The same technique enables you to define optional parameters. Inside the function, you can determine whether the optional parameter was specified by using the ISSKIPPED function.
Print the first few rows of a matrix
For example, suppose you want to implement a module that prints the first few rows of a matrix. By default, you want to print five rows. However, you also want to support printing a specified number of rows. You can implement a module that does this task by using the new 12.1 syntax for specifying default parameter values. The UNIX operating system has a command that called head that prints the first few rows of a file, so I'll use the same name for this module. A first attempt might be as follows:
proc iml; start head1(x, n=min(5,nrow(x))); /* 1st attempt: one arg with default value */ print (x[1:n,]); finish; x = shape(1:36, 9); /* test matrix is 9 x 4 */ run head1(x); /* print first 5 rows (default) */ run head1(x, 3); /* print first 3 rows */
The HEAD1 module works as advertise: it prints five rows by default, but also enables you to specify the number of rows. Notice the way that I specified the default value for the second argument (n). In the START statement, I put an equal sign (=) after the name of the argument and then I specified an expression that determines the default value.
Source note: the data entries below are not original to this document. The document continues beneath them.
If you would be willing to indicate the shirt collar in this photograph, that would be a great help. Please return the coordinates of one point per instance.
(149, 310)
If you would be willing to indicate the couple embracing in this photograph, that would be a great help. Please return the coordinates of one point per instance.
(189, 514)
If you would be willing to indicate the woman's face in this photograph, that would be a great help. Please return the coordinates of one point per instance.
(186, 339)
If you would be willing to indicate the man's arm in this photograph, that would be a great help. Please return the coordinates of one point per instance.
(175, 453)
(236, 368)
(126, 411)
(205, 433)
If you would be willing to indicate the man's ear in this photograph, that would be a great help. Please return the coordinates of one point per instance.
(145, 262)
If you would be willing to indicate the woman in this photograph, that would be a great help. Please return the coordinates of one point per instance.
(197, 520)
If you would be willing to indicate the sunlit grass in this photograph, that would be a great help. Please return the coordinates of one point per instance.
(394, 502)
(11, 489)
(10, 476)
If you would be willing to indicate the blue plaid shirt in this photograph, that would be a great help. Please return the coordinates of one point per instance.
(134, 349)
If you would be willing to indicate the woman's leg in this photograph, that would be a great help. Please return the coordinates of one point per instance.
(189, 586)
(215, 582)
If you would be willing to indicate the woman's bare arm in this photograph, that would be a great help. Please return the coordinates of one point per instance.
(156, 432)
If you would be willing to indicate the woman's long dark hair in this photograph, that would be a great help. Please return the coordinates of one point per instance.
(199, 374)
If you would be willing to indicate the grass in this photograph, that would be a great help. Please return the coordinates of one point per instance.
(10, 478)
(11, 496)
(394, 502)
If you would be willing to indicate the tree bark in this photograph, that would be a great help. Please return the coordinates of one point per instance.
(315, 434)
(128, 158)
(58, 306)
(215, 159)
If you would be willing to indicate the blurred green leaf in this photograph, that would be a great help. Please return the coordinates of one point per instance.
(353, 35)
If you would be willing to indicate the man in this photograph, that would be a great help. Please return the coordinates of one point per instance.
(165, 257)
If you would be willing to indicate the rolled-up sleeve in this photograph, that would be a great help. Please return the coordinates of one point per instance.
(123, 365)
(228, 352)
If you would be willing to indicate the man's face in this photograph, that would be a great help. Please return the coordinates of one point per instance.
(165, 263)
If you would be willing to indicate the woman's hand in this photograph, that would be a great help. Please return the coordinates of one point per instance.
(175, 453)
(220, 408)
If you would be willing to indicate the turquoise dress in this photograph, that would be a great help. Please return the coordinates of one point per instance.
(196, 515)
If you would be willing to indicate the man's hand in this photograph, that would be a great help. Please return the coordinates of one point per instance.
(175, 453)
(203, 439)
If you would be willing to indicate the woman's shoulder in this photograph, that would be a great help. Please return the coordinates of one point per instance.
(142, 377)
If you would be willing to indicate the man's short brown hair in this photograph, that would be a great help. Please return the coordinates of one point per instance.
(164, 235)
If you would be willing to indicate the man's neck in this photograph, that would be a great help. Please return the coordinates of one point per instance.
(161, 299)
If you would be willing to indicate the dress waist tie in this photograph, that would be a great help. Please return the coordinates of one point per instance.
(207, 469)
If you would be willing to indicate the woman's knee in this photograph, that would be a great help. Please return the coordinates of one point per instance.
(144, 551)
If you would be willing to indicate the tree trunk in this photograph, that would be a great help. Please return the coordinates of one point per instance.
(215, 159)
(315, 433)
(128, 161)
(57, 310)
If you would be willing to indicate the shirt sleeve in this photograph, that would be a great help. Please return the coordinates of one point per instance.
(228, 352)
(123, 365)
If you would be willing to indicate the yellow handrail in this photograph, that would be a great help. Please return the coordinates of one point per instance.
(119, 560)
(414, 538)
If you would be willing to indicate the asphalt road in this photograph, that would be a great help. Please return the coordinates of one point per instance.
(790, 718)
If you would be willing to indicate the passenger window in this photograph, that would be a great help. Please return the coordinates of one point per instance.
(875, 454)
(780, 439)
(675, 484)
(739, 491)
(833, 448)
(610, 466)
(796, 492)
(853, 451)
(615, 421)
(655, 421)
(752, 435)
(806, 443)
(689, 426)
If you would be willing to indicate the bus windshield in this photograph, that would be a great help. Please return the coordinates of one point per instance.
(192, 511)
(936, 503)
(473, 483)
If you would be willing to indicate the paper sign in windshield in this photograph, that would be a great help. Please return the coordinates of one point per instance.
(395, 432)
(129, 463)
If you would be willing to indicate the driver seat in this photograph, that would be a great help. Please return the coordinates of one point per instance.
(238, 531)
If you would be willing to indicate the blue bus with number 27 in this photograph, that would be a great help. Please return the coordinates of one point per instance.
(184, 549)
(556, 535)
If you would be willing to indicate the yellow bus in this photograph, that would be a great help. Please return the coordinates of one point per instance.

For this example, the expression contains a call to the MIN function in order to support matrices that have fewer than five rows. In other words, the default value for n depends on the size of x, the first argument. The value for n is determined as follows:
- If the module is called with two arguments, then n is assigned the value of the second specified argument. The expression that computes the default value is ignored.
- If the module is called with one argument, then n is assigned a default value, which is determined by evaluating the expression min(5, nrow(x)). When x has five or more rows, then n = 5. When x has fewer than five rows, n is assigned to be the number of rows in x.
Specifying a complicated default value
In this example, the default value of the n argument was moderately complicated, but I could still specify it by using a single expression. If the default value requires executing several statements, then you can't specify the value on the START statement. Instead, use an equal sign to specify that the argument is optional, and use the ISSKIPPED function to check whether the argument was specified or whether it should receive a default value, as follows:
start head2(x, n=); /* 2nd attempt: one optional arg */ if isskipped(n) then do; /* use as many statements as necessary to assign a default value */ n = min(5,nrow(x)); end; print (x[1:n,]); finish;
Optional arguments without default values
Suppose that you want to modify the HEAD1 module so that it supports printing a matrix by using a specified SAS format. By default, you want to print the first few matrix rows by using the default SAS/IML format. However, you want to optionally specify a format.
In this scenario, there is no appropriate default value for the format. To specify that an argument is optional (but does not receive a default value), place an equal sign (=) after the argument in the START statement. You can use the ISSKIPPED function to detect whether the optional argument was specified, as follows:
/* n has a default value; format is optional */ start head(x, n=min(5,nrow(x)), format=); labl = "head (rows=" + strip(char(n)) + ")"; /* construct label */ if isskipped(format) then print (x[1:n,])[label=labl]; /* print with default format */ else do; y = putn(x[1:n,], format); /* apply specified format */ print y[label=labl]; /* print formatted matrix */ end; finish; run head(x) format="4.2"; /* specify a format */
Inside the HEAD module, the ISSKIPPED function determines at run time whether the third argument was specified. If not, then the PRINT statement prints the first few rows of the matrix. (The default SAS/IML format is used.) If the third argument is specified, then the PUTN statement applies the specified format to the first few rows and prints the result.
Optional arguments can be a powerful tool. Default arguments make it easier to call a function because the user needs to specify only a small number of the possible options to the function. As this example shows, default values can depend on run time values of other arguments. Default arguments are one of my favorite features in SAS/IML 12.1. I hope that you find them as useful as I do!